Defining Azure Synapse Analytics connection parameters with Spark Universal

Complete the Azure Synapse Analytics connection configuration with Spark Universal in the Spark configuration tab of the Run view of your Spark Batch Job. This configuration is effective on a per-Job basis.

Important: Spark Pools is the only service of Azure Synapse Analytics supported for Spark Jobs in Talend Studio.

Before you begin

You must already have a Synapse workspace and an Apache Spark pool set up. For more information, see Creating a Synapse workspace and Create a new serverless Apache Spark pool using the Azure portal from the official Microsoft Documentation.

Procedure

Enter the basic configuration information to connect to Azure Synapse:

Parameter	Usage
Endpoint	Enter the Development endpoint from your Azure Synapse account.
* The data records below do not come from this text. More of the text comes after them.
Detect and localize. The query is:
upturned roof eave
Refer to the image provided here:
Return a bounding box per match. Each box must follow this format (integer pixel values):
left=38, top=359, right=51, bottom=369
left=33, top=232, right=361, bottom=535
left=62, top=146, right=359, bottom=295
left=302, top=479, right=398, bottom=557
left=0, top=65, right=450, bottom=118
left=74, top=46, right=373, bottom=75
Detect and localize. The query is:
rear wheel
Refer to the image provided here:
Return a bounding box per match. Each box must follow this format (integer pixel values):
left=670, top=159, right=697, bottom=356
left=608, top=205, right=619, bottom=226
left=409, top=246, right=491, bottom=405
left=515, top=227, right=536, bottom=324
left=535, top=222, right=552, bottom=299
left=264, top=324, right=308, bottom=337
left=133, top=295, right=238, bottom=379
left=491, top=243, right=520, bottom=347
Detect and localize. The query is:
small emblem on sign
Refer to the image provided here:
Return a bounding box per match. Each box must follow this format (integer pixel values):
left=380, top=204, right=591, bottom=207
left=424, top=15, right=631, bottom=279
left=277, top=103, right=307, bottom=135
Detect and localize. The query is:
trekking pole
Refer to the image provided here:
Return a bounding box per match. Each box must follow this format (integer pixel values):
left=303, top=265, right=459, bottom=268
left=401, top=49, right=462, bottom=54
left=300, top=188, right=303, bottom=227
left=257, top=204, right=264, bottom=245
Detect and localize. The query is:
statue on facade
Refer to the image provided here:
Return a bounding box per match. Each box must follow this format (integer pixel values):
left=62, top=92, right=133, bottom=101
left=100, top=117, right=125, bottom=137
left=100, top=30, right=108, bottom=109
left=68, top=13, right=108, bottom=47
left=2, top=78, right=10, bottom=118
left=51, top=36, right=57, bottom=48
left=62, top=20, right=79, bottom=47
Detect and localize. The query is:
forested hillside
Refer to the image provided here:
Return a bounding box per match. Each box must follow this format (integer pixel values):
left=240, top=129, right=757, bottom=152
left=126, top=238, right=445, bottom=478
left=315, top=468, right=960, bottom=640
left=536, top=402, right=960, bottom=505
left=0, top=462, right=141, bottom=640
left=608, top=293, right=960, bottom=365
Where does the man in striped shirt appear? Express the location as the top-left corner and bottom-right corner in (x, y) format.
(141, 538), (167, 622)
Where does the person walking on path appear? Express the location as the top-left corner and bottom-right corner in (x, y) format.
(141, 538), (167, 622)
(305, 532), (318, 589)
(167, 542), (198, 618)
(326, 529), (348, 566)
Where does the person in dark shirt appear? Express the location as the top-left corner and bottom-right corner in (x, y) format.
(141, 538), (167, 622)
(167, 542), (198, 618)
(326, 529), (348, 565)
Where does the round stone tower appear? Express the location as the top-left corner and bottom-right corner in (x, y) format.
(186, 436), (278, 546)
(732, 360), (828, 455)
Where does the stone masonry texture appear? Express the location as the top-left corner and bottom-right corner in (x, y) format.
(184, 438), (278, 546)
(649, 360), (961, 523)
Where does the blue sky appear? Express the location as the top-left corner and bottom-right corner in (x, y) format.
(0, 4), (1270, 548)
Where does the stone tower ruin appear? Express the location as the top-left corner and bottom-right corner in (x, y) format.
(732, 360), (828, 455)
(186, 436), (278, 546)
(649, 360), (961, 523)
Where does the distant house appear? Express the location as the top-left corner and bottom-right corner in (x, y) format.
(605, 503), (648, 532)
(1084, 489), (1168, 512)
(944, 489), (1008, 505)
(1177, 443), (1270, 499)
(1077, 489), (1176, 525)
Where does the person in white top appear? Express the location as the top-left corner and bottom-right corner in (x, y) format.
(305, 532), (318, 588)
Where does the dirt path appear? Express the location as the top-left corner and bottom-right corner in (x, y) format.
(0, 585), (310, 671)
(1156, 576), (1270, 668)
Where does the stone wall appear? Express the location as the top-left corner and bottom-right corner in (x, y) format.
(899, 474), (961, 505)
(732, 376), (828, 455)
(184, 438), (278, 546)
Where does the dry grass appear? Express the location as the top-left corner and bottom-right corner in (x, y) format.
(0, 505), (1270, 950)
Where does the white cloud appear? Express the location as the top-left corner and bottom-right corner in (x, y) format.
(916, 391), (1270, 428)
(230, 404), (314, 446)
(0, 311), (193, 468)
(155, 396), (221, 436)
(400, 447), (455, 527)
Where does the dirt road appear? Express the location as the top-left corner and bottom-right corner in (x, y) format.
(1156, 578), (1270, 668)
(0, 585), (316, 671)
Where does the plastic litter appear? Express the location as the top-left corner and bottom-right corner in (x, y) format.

You can find it in the Overview section of your Azure Synapse workspace.
Authorization token	Enter the token generated for your Azure Synapse account. Information noteNote: To generate a token you need to enter the following command: curl -X post -H "Content-Type: application/x-www-form-urlencoded" -d 'client_id=<YourClientID>&scope=https://dev.azuresynapse.net/.default&client_secret=<YourClientSecret>&grant_type=client_credentials' 'https://login.microsoftonline.com/<YourTenantID>/oauth2/v2.0/token' You can retrieve your Client ID, Client Secret, and Tenant ID from your Azure Portal. The authentication to Azure Synapse is performed using Azure Active Directory application. For more information on how to register to Azure Active Directory, see Use the portal to create an Azure AD application and service principal that can access resources from the official Microsoft documentation. Information noteImportant: The token is valid for one hour. After that, regenerate it to avoid a 401 Not authorized error.
Apache Spark pools	Enter, in double quotation marks, the name of the Apache Spark Pool to be used. Information noteNote: On Azure Synapse workspace side, make sure that: the Autoscale option in Basic settings and the Automatic pausing option in Additional settings are enabled when creating an Apache Spark pool the selected Apache Spark version is set to 3.0 (preview)
Poll interval when retrieving Job status (in ms)	Enter, without the quotation marks, the time interval (in milliseconds) at the end of which you want Talend Studio to ask Spark for the status of your Job. The default value is 3000, meaning 30 seconds.
Maximum number of consecutive statuses missing	Enter the maximum number of times Talend Studio should retry to get a status when there is no status response. The default value is 10.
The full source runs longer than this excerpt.